AI agents read and act on the web without a human loading the page. People ask ChatGPT, Claude, or Perplexity to find them something, compare options, even order it, and the agent goes and reads sites directly. If an agent can't read yours, you're not in the answer.
Being readable takes three small, machine-readable pieces. None of them are hard. The knowledge is just scattered across half-finished specs, so I packaged the setup from my own production site into an MIT template you can copy in about 30 minutes: agent-ready-starter.
This post is the whole method. You don't need the template to follow it.
The three layers
Discovery: llms.txt. A plain-text file at your site root that tells agents what you are, what matters, and where your machine-readable stuff lives. Think robots.txt, but for comprehension instead of permission. Must be served as text/plain, not swallowed by your app's catch-all route (that's the most common failure I see: the file "exists" but arrives as HTML).
Capability: an OpenAPI spec. A standard description of what an agent can call. It doesn't need to be exhaustive. For a static portfolio it can be ~25 lines documenting one read-only JSON file. The description fields matter more than the schemas; that's the part agents actually read. Host it anywhere sensible (/openapi.yaml, /openapi.json, an api subdomain) and link it from llms.txt.
Integration: an MCP endpoint. MCP (Model Context Protocol) lets an agent call your site as a tool, live, inside its runtime. This is the layer people find confusing, so the honest guidance: it's optional. A static site with llms.txt and a spec is legitimately agent-ready. Add MCP when someone would plausibly plug your data into their agent. The template ships a minimal one-tool stdio server plus a smoke test that proves an agent can spawn it, list its tools, and call one.
The 30-minute path
bashgit clone https://github.com/HitmanLoges/agent-ready-starter
cd agent-ready-starter
cp config.example.json config.json # fill in your site, one endpoint
node scripts/generate.mjs # writes public/llms.txt + openapi.yaml
deploy those two static files to your domain root
cd mcp && npm run smoke # proves an agent can discover → understand → call
You're done when the smoke test passes and the checklist in the README is all ticks.
Check where you stand first
I also put up a free checker: agentreadycheck.com. Paste a URL, it scores the three layers and gives a one-line fix per gap.
Two honesty rules baked into it, learned from real feedback in week one:
Blocked is not broken. If your bot protection answers before your site does, the checker says "couldn't check", never "fail". Security guards doing their job are not a gap. It probes with an identifiable user agent (AgentReadyCheck/1.0) so you can allowlist it. I will never tell you to weaken your guards to satisfy a probe.
Declared beats default. If your llms.txt says the spec lives on an api subdomain as openapi.json, the checker follows your declaration instead of insisting on /openapi.yaml at root.
If you run a shop, you're closer than you think
Shopify storefronts now expose a UCP (Universal Commerce Protocol) endpoint by default, with a merchant profile at /.well-known/ucp. Agents that speak UCP can already search your catalog and check out. What most shops are missing is the plain readability layer on top: the llms.txt that lets a generic agent find any of it. Same three layers, you just get the third one free.
What this doesn't do
It makes your site legible to machines. It doesn't promise you'll "rank #1 in AI search", and anyone promising that is selling you something. The specs are young and moving; treat this as cheap, sturdy plumbing, not magic.
Repo: github.com/HitmanLoges/agent-ready-starter. MIT, no SaaS, no lock-in. Extracted from my own live setup. If the 30-minute path snags on your stack, open an issue; I'm fixing those same-day right now.
Top comments (3)
I wonder if we'll see the same pattern we saw with SEO. First, everyone focuses on accessibility. Then accessibility becomes table stakes. Once every site has llms.txt, OpenAPI specs, and MCP endpoints, the differentiator may shift from being accessible to being preferred. Being readable is important.
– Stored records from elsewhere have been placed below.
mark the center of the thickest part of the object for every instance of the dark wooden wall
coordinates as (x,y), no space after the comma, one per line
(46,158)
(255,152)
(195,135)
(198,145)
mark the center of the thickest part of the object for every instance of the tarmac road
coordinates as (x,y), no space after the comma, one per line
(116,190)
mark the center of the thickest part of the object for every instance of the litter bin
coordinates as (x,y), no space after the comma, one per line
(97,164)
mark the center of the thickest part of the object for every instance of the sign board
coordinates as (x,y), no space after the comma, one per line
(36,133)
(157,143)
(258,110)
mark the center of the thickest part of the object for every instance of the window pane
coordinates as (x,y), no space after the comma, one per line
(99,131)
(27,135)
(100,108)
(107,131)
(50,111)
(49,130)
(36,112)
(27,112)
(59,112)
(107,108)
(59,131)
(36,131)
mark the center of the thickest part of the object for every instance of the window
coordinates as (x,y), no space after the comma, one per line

Being recommended may be something else entirely.
Agreed, and I think the arc runs tighter than SEO's did. Readable is the entry ticket; preferred gets decided by signals agents can verify for themselves: does the declared endpoint actually answer, does the spec match reality, is the data fresh. Commerce is already halfway there, a UCP endpoint rejecting a malformed initialize protocol-correctly is itself a verifiable sign of a working integration. My bet is "recommended" ends up earned by uptime and schema honesty more than by copywriting. For now most sites still fail step 0, which is why the checker only scores the table stakes.
That's a great point. Reliable infrastructure may become a trust signal in its own right. What's interesting is that two businesses can expose equally valid endpoints and schemas, yet one still gets recommended more often than the other. My guess is recommendation systems eventually combine both layers. Technical confidence that the information is reliable and commercial confidence that the business is the right choice.